Treatment of Infested or Diseased Animals
Manual tick removal should use fine-tipped tweezers or a tick hook applied close to the skin, with steady upward traction. Crushing the tick body risks pathogen regurgitation. For confirmed babesiosis, the herd veterinarian will typically administer imidocarb dipropionate under prescription, with strict milk and meat withdrawal observed. Anaplasmosis cases may require oxytetracycline therapy.
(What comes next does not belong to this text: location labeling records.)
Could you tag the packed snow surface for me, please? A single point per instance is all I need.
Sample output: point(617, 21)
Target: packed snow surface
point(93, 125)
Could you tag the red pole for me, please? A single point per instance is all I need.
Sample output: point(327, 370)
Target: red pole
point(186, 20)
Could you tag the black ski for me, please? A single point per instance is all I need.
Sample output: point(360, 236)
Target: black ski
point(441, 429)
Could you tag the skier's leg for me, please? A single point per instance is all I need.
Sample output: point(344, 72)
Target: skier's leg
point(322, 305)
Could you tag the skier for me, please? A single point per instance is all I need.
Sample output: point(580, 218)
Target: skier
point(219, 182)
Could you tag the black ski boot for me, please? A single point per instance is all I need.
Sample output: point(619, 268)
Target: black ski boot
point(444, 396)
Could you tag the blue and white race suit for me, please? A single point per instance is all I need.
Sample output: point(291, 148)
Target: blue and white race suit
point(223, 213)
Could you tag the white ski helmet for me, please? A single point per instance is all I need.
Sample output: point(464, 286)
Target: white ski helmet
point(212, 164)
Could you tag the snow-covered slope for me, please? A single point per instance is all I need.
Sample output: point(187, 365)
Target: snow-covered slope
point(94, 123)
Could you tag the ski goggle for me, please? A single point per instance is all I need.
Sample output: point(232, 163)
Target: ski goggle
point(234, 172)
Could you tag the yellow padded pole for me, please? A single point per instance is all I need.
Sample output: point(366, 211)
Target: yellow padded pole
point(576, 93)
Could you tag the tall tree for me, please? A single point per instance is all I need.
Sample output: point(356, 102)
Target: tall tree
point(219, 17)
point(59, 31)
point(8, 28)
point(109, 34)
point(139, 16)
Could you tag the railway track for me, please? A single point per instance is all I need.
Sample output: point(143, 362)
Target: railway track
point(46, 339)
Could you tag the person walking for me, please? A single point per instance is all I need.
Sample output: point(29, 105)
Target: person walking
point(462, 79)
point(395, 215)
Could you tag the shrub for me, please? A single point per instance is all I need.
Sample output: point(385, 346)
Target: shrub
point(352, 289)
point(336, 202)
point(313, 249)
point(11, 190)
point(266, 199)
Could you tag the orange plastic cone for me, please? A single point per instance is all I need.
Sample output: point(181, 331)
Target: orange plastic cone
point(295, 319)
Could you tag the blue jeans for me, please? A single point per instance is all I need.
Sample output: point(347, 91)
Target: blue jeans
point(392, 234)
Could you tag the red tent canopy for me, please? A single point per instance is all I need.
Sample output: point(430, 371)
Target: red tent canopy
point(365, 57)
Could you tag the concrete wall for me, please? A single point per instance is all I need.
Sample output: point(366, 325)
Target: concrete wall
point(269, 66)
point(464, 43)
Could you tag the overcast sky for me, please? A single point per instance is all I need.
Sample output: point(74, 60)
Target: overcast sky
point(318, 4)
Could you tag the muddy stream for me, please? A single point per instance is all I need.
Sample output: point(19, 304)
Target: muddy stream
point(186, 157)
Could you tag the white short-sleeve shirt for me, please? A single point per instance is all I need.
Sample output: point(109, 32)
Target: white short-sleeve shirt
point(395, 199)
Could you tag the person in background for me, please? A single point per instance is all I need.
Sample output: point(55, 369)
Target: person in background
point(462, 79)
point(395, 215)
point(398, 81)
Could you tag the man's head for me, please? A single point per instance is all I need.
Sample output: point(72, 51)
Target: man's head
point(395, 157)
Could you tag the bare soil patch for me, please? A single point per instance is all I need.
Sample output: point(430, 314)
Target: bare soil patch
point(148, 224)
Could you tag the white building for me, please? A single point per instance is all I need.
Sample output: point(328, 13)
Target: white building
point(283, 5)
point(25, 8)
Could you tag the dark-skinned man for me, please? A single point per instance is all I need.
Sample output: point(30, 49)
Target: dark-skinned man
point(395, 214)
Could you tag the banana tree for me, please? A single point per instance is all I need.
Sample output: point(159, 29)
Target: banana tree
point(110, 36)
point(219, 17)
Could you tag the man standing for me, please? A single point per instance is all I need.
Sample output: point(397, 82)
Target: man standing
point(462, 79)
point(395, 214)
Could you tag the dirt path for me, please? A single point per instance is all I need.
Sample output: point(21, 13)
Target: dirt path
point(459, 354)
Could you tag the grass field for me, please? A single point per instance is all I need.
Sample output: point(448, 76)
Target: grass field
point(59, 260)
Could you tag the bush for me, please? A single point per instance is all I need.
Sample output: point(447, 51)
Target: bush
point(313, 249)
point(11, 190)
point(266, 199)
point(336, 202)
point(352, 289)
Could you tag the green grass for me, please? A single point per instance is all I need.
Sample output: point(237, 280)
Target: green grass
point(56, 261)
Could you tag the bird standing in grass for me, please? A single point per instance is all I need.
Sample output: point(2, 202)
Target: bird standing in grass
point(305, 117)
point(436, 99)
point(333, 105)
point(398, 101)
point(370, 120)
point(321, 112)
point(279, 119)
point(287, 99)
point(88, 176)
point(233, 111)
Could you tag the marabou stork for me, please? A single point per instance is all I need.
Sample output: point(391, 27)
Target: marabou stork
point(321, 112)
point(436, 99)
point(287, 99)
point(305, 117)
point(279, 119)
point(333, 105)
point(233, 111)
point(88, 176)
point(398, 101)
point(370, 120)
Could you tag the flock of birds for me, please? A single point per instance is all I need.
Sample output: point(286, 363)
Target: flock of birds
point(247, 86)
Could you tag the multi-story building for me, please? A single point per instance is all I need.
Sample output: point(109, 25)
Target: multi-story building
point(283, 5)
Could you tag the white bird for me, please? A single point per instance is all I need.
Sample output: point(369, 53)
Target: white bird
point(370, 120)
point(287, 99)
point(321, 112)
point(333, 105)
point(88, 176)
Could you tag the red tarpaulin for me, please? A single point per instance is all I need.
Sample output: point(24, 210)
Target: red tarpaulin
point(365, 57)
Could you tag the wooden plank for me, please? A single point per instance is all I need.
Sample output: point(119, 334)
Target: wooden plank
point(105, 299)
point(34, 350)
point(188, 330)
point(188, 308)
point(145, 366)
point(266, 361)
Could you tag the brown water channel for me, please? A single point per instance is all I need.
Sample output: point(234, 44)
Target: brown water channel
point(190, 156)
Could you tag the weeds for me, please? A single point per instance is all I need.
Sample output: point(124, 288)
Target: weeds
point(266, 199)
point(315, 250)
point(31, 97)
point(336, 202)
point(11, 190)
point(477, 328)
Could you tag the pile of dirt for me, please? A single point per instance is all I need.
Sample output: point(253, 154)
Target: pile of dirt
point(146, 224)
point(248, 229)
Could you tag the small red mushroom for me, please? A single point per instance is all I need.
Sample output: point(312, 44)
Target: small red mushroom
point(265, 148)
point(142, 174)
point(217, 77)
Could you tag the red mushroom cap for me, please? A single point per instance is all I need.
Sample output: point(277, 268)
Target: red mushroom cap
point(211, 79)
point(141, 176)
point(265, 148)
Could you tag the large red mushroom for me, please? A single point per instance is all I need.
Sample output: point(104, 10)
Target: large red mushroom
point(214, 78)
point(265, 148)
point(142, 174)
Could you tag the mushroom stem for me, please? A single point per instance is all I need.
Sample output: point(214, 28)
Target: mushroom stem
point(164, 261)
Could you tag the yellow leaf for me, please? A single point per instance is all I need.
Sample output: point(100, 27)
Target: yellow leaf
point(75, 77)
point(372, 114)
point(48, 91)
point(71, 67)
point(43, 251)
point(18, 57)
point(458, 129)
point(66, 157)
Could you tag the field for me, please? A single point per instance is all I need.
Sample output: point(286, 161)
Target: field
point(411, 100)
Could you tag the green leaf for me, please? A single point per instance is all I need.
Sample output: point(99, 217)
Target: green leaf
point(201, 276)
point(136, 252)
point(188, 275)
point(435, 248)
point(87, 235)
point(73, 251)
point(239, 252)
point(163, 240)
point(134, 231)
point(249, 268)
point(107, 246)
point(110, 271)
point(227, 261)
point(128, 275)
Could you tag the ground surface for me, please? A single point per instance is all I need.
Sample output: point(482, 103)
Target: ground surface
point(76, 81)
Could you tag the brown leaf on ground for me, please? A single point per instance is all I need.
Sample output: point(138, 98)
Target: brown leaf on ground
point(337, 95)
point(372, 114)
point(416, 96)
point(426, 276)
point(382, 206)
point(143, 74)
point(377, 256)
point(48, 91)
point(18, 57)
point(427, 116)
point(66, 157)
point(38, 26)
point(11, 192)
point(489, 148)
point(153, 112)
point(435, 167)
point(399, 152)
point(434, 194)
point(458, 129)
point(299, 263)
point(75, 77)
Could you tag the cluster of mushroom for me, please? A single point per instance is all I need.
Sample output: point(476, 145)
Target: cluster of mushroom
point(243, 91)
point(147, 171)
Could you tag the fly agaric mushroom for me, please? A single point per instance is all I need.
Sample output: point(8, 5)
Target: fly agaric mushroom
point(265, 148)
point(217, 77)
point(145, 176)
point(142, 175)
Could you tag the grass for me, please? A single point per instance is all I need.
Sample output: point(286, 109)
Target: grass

No on-farm treatment of clinical tick-borne disease should be initiated without veterinary diagnosis.
When to Call a Professional
Engage a licensed veterinarian and, where appropriate, a certified pest management professional when:
- Pasture flagging counts rise sharply above the farm's seasonal baseline.
- Multiple animals show fever, haemoglobinuria, anorexia, or unexplained milk yield collapse.
- Abortions cluster within a calving group following tick exposure.
- A farm worker develops a febrile illness, expanding erythema migrans rash, or neurological symptoms after tick exposure — refer immediately to occupational medicine.
- Acaricide programmes appear to be failing, suggesting possible resistance.
Serious zoonotic risk and the regulatory complexity of veterinary medicines on dairy farms make professional involvement essential. PestLove provides general information and does not replace consultation with a licensed veterinarian, a registered pest control operator, or the Polish State Veterinary Inspection.